Meditations on Music: Kane Mathis Duo

The Kane Mathis Duo performs in Harper Hall.
Photo by Angelica Hurtado

There is nothing quite like starting off Midterm Reading Period with two hours of relaxing world music. On Wednesday, Feb. 8, I, along with many other students and a handful of Appletonians, were able to kick back and relish in an impressive performance from Kane Mathis accompanied by Roshni Samlal. Mathis, who was a student at Lawrence for two years, is known throughout the world for his kora and oud expertise, despite being from the West.

As a student at Lawrence, Mathis studied jazz and classical guitar, but after learning of so much world music in high school, he realized that was what he wanted to devote his life to. When not studying at Lawrence, he used his breaks to travel to the Gambia and Istanbul, learning the kora and oud, respectively, from masters of the instruments. Flash forward to 2011 and—as stated in the program—“Mathis [is now] the first non-African to be endorsed by [The Gambia’s] National Center for Arts and Culture.”

The show opened with Mathis playing a solo kora piece, showcasing his talent on the instrument. The kora is made up of a resonating gourd with a long neck and two planes of strings—over twenty total. The complex style has the player produce basslines, chords, melody and contrapuntal figures simultaneously. I was quickly transitioned to a tranquil state as high textures flurried above me and bass twanged underneath, both voices swooping up and down. With eyes closed, it was hard to believe this sound came from two thumbs and two fingers. With eyes open, the four digits blurred across the strings, but Mathis’ otherwise stillness struck me.

For the rest of the six pieces—some of which had Mathis playing oud—Samlal joined him on tabla. As my ears adjusted to the kora in context of this new percussive and sometimes melodic voice, I realized how smoothly the many strings bled from one to another, ringing out over themselves lushly.
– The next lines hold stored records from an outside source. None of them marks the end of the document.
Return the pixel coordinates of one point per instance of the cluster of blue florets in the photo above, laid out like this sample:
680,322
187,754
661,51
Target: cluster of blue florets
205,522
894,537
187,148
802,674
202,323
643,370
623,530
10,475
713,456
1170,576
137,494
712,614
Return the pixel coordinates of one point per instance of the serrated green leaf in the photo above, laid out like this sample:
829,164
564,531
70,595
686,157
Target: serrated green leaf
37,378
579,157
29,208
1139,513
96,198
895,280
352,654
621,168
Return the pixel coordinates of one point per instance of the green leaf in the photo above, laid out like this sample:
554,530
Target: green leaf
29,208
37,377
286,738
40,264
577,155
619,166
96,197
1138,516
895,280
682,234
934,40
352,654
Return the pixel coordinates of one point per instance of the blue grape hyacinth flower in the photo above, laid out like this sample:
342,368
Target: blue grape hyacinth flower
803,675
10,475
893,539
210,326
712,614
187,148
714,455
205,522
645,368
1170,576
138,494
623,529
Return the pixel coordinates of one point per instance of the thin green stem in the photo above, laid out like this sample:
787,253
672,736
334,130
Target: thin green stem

But at the same time, the tabla’s sound was punctuated and precise, creating monolithic rhythmic figures with the tablas. While they interacted by locking into patterns together, it was harder to see how else they played off each other, as both instruments were highly active and virtuosic. The nuances of the instruments and respective music they are rooted in also made it tough to perceive the intricacies of their interplay, as knowledge of the traditions is important to connecting to the music as a whole.

Despite the disconnect I had with understanding and firmly grasping the performance, the two did a nice job of explaining the rhythms and other elements to the audience, making what they did on stage more accessible and digestible. This effort was appreciated, as it gave everyone something to grab onto other than just the sheer technique and meditative feeling so present throughout.

At some points, though, I found it beneficial and more moving to close my eyes and simply listen, not considering the complexities and specifics. More often than not, when covering a show, I can sometimes take too many notes or think too much when the best experience can come from purely listening. Lulled into a half-sleep, relishing the rich sounds, not thinking of the challenge of writing this column nor the work I had before or after, I bonded to Mathis and Samlal’s playing, moved by its illusionary duality—droning and active, calming and exciting.

A performance of music from a genre you are unfamiliar with has a pretty good chance of sounding all the same. This concert of West African, Indian and Ottoman music certainly did for me. But the ways we as listeners can try to understand it, love it and allow ourselves to be moved and inspired by it is where the music becomes interesting. To shun arts because you do not understand them—even if you try to and fail—is a mistake. More than just a surface-level understanding of what is happening can be gleaned, and as a listener, that is something I strive for and hope you do too. There is something beyond, often abstracted by our desire to critique and learn from the music rather than just listen.